In additional to Craig Moore, Dane Chambers also delivered a special, emotive speech at Brigade Hill on our recent Soc Kienzle-led trek along the Kokoda Track…
Courage, endurance, mateship and sacrifice are not qualities that we typically associate with someone 18 years of age, however these are the qualities that embody the brave men who fought in the Kokoda campaign.
As a boy 18 years of age, I would not conceive that I would be called upon to fight a foreign enemy in some of the most challenging conditions imaginable. Instead of defending the streets of a capital city, they were called upon to defend the territory of Papua.

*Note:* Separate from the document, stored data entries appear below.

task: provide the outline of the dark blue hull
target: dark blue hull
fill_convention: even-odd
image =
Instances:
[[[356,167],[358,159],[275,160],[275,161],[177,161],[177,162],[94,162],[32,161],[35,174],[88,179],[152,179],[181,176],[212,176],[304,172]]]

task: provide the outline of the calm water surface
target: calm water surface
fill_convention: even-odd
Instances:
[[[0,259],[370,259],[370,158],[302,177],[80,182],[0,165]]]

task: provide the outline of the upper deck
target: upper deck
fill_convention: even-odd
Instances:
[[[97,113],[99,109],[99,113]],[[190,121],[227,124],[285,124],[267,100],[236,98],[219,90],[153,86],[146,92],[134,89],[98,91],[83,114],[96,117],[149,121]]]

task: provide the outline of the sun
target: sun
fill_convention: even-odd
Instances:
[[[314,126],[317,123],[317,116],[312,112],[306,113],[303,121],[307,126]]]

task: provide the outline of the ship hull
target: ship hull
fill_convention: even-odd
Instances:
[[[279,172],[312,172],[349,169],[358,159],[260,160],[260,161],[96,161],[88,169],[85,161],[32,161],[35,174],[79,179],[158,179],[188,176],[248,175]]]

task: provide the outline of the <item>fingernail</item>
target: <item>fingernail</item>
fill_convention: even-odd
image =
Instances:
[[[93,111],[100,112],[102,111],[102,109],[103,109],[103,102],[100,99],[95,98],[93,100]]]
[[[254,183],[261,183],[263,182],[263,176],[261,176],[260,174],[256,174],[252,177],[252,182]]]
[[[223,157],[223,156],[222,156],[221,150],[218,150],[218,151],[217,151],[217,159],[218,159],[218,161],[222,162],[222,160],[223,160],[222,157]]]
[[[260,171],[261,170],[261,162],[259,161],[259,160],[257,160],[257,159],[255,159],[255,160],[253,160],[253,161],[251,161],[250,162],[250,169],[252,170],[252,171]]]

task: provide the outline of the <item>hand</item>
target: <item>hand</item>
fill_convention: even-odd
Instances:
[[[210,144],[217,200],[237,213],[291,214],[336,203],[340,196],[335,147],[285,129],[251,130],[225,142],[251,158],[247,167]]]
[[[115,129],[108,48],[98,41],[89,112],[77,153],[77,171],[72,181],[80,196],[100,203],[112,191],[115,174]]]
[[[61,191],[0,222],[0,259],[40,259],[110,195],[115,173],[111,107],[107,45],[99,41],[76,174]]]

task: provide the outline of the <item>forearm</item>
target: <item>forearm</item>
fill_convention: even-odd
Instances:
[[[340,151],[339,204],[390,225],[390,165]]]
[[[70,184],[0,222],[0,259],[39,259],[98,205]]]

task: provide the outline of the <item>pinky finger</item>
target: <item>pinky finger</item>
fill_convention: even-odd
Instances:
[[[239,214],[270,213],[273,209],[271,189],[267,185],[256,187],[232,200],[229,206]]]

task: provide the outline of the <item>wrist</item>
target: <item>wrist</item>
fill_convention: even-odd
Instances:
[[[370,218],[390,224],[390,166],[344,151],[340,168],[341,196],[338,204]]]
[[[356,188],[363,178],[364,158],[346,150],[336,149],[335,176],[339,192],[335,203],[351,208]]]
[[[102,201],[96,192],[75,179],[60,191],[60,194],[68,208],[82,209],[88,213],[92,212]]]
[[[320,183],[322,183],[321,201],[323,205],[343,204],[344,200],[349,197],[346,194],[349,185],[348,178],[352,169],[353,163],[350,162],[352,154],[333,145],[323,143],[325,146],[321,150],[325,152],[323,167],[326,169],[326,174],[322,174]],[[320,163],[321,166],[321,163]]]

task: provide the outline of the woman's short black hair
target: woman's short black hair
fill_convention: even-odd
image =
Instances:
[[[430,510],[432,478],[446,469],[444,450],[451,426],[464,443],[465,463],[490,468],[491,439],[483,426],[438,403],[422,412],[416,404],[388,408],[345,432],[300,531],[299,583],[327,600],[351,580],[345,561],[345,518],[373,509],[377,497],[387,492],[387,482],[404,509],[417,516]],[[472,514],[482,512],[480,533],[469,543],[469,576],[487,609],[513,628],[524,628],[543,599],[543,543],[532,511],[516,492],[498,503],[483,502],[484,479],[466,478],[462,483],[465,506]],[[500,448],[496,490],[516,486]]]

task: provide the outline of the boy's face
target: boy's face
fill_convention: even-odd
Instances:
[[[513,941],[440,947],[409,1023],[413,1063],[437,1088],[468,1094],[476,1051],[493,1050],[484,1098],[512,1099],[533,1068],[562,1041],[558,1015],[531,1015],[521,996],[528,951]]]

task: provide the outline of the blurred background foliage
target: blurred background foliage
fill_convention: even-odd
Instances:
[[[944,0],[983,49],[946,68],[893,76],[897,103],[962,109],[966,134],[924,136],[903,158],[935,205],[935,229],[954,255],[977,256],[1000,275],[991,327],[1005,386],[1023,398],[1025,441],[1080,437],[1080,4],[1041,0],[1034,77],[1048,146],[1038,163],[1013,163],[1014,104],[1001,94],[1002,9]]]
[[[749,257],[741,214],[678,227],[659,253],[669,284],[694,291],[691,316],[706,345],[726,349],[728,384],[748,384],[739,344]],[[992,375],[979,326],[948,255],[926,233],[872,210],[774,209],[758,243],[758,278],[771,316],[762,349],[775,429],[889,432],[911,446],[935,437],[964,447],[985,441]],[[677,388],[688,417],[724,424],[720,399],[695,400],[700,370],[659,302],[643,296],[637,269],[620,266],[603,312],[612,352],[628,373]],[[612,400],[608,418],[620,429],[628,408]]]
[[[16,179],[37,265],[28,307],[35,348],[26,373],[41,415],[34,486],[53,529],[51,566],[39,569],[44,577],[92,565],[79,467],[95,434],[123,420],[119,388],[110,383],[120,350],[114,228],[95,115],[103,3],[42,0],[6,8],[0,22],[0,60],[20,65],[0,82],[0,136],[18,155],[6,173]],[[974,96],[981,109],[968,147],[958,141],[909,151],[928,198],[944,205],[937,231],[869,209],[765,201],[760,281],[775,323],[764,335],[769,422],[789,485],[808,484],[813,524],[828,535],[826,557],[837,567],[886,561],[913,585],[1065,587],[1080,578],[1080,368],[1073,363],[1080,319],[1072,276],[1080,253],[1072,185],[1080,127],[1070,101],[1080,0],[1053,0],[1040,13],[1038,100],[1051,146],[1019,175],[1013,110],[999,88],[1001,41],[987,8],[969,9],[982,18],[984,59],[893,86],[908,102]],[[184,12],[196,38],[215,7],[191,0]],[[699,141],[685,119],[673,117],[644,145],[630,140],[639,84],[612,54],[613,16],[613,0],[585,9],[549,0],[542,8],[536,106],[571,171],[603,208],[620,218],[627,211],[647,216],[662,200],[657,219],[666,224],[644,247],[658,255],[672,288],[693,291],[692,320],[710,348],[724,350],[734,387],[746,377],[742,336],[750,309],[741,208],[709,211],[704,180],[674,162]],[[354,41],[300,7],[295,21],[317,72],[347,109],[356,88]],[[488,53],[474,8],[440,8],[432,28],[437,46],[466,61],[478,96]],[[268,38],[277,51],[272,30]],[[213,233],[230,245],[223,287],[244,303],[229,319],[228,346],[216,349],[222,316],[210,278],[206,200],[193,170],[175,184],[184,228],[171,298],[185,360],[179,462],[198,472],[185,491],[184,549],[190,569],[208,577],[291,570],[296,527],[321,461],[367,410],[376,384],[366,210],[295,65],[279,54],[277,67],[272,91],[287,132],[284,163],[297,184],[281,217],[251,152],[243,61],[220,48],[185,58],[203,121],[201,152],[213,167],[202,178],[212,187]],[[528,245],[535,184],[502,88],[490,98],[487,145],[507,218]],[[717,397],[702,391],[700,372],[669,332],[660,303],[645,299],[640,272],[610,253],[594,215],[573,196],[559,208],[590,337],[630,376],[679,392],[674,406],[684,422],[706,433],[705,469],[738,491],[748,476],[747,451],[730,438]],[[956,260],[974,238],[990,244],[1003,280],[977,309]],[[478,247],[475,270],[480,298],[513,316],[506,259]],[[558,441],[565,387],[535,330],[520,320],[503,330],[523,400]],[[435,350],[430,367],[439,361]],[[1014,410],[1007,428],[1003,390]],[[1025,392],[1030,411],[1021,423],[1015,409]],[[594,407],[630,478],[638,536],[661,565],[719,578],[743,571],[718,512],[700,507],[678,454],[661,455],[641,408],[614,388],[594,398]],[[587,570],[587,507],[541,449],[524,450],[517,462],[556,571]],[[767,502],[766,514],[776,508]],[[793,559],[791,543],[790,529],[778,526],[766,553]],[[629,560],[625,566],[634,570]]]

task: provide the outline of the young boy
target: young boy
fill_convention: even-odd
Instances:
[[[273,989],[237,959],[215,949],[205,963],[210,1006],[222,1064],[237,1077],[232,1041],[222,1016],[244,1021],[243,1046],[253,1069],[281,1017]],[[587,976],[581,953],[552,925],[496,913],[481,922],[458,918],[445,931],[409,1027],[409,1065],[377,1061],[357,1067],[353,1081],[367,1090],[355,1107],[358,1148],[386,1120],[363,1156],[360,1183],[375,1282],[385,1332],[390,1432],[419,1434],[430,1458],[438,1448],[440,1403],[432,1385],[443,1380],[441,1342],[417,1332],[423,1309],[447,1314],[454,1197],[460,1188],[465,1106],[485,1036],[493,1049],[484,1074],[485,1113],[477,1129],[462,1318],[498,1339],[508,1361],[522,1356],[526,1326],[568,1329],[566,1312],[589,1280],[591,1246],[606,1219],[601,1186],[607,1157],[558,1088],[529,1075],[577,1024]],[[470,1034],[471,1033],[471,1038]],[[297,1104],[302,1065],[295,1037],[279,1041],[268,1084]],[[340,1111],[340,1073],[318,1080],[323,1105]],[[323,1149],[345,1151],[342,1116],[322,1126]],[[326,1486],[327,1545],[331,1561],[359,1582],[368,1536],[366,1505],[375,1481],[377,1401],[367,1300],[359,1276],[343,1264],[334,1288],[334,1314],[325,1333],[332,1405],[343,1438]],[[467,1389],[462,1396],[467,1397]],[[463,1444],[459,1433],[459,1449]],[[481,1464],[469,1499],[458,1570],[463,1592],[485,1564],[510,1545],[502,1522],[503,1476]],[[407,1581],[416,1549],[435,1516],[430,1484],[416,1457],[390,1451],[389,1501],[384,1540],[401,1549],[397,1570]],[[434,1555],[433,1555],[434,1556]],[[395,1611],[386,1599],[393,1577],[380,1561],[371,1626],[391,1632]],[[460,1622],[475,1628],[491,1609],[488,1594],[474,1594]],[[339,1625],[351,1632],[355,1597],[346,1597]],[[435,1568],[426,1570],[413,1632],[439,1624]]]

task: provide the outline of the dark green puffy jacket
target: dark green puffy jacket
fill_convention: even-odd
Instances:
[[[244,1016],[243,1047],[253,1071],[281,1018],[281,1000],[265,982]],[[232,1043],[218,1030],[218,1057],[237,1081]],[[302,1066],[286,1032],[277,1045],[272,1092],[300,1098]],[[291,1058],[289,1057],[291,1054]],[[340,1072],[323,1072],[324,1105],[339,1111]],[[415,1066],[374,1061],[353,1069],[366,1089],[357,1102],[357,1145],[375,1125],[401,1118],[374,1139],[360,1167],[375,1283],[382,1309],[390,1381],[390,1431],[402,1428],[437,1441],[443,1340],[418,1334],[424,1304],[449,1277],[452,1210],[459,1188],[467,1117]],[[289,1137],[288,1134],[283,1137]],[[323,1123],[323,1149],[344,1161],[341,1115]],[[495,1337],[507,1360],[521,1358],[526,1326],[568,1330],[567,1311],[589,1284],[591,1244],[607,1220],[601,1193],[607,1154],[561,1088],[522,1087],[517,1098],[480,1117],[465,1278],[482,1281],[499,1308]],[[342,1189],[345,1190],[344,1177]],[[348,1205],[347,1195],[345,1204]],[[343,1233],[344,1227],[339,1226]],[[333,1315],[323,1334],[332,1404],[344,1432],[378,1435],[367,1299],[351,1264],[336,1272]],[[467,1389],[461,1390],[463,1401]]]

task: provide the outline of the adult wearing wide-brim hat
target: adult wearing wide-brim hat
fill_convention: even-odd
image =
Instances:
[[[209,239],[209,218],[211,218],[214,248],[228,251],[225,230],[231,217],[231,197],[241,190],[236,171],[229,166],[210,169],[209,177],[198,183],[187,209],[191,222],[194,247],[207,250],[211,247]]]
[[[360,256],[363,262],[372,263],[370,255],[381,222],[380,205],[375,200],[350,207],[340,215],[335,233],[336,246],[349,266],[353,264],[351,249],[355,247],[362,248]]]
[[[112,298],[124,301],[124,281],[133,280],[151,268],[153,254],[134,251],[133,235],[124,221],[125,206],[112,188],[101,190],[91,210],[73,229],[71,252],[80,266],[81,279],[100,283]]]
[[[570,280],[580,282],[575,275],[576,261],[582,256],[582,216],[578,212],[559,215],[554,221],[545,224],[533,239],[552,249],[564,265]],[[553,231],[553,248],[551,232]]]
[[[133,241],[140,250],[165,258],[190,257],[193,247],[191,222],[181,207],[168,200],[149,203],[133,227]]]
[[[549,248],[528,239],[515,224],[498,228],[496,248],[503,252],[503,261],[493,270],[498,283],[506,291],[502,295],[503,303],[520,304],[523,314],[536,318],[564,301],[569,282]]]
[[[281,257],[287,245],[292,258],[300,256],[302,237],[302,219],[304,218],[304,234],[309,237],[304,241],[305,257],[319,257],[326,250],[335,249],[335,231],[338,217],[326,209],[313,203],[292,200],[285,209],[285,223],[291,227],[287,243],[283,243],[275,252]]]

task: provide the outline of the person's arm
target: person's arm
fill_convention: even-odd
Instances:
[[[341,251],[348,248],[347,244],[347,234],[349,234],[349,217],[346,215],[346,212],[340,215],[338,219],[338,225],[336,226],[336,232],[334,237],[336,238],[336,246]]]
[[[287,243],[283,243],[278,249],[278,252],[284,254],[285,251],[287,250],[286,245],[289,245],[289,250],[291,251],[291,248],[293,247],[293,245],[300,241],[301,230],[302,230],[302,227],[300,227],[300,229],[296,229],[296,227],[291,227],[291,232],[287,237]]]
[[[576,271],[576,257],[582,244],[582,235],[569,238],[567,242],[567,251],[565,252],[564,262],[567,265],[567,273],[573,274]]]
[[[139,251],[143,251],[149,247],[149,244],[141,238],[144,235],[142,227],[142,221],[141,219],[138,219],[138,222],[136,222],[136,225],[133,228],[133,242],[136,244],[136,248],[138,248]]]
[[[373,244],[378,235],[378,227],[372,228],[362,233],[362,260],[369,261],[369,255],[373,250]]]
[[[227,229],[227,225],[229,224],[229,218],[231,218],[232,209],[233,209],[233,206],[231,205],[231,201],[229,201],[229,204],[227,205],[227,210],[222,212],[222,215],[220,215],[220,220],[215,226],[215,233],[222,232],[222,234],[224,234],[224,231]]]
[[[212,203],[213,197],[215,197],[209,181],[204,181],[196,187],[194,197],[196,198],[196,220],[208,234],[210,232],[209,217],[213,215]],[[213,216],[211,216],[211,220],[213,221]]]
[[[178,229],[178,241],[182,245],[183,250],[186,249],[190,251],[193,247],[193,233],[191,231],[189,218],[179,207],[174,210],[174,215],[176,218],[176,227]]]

The terrain was unforgiving; each climb was just the start of the next descent. The equipment that they were supplied was not suited to the tropical conditions; it was more at home in the desert. Medicine to combat tropical illnesses such as malaria was not forth coming until it was too late, with many succumbing to the illness. Food was scarce and heavily rationed, shared with the weary bodies in the nearby weapons pits. The enemy seemed to be unending, willing to sacrifice their lives for the emperor, seeking to overwhelm with sheer numbers. Regardless of how these boys joined the war, they overcame these obstacles and stood side by side on the battlefield as men.
2300 men who came ashore made the ultimate sacrifice and did not return to their families. Those who were lucky enough to return home, did so forever changed, carrying the memories of fallen mates and the horrors of war.
I will never truly understand how they felt on those wet and cold nights, sitting on the side of a ridge, looking for an enemy amongst the thick undergrowth, while their mate tried to sleep beside them. It is their sacrifice that gave me the opportunity to be born into a life, where I would not have to. A life where I now seek to respect the memory of their courage, endurance, mateship and sacrifice and honour that memory by exercising those freedoms they fought for.